## Hartshorne Question

I have a question from Algebraic Geometry by Robin Hartshorne. My question is on the following proof:

Theorem. Let $X$ be a variety and $Y \subseteq \mathbb{A}^n$ be an affine variety. Let $x_1, \ldots, x_n$ be the coordinate functions on $\mathbb{A}^n$. A map of sets $\psi : X \rightarrow Y$ is a morphism if and only if $x_i \circ \psi$ is a regular function on $X$ for each $i=1, \ldots, n$.

Proof
$(\Rightarrow)$ If $\psi$ is a morphism then the $x_i \circ \psi$ are regular functions. This is by the definition of a morphism.

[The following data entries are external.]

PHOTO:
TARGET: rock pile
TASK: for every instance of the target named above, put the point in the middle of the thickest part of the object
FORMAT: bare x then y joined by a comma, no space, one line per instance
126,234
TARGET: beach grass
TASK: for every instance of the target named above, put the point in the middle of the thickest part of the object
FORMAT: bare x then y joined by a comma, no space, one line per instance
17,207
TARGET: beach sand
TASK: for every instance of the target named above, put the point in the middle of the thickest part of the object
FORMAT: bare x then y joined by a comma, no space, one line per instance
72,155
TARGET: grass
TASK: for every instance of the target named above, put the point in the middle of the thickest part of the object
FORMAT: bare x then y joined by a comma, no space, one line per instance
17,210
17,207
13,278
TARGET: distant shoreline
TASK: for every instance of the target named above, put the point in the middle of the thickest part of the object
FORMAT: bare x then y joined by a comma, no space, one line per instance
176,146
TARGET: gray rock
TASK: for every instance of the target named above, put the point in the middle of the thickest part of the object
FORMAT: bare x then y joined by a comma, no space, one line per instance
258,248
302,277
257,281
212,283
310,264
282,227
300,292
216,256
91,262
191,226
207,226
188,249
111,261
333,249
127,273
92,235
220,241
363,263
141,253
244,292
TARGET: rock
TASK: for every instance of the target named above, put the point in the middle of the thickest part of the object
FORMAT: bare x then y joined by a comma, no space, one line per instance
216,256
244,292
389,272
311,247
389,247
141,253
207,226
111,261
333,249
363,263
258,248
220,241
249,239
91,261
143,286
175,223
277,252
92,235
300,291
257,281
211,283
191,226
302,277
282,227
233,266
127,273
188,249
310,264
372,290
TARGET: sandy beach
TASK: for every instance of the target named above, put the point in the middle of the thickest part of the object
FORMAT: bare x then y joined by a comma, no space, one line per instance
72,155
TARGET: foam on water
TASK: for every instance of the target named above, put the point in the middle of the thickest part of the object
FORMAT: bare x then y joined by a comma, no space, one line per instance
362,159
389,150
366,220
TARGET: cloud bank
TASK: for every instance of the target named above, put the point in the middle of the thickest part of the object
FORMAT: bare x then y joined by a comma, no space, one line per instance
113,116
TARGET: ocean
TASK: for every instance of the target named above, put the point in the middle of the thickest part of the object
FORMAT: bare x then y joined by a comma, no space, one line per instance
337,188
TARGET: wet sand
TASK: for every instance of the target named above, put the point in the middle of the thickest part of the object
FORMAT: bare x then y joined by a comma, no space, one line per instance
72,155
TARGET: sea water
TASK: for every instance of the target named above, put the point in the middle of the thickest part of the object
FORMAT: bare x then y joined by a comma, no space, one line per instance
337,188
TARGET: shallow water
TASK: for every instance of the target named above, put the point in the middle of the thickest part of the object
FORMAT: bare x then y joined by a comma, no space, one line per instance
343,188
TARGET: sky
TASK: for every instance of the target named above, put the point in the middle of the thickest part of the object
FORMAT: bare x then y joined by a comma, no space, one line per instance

$(\Leftarrow)$ Suppose the $x_i \circ \psi$ are regular. Let $f=f(x_1, \ldots, x_n)$ be any polynomial. Then $f \circ \psi$ is also regular on $X$. Now because the closed sets of $Y$ are defined by the vanishing of polynomial functions and because regular functions are continuous, $\psi^{-1}$ takes closed sets to closed sets. So $\psi$ is continuous. Recall that regular functions on open subsets of $Y$ are locally quotients of polynomials. Hence $g \circ \psi$ is regular where $g$ is a regular function on any open subset of $Y$. Therefore $\psi$ is a morphism.

I don't understand this sentence:

Now because the closed sets of $Y$ are defined by the vanishing of polynomial functions and because regular functions are continuous, $\psi^{-1}$ takes closed sets to closed sets.

How do we get $\psi^{-1}$ takes closed sets to closed sets? I guess I just don't understand this sentence in the proof. Thank you.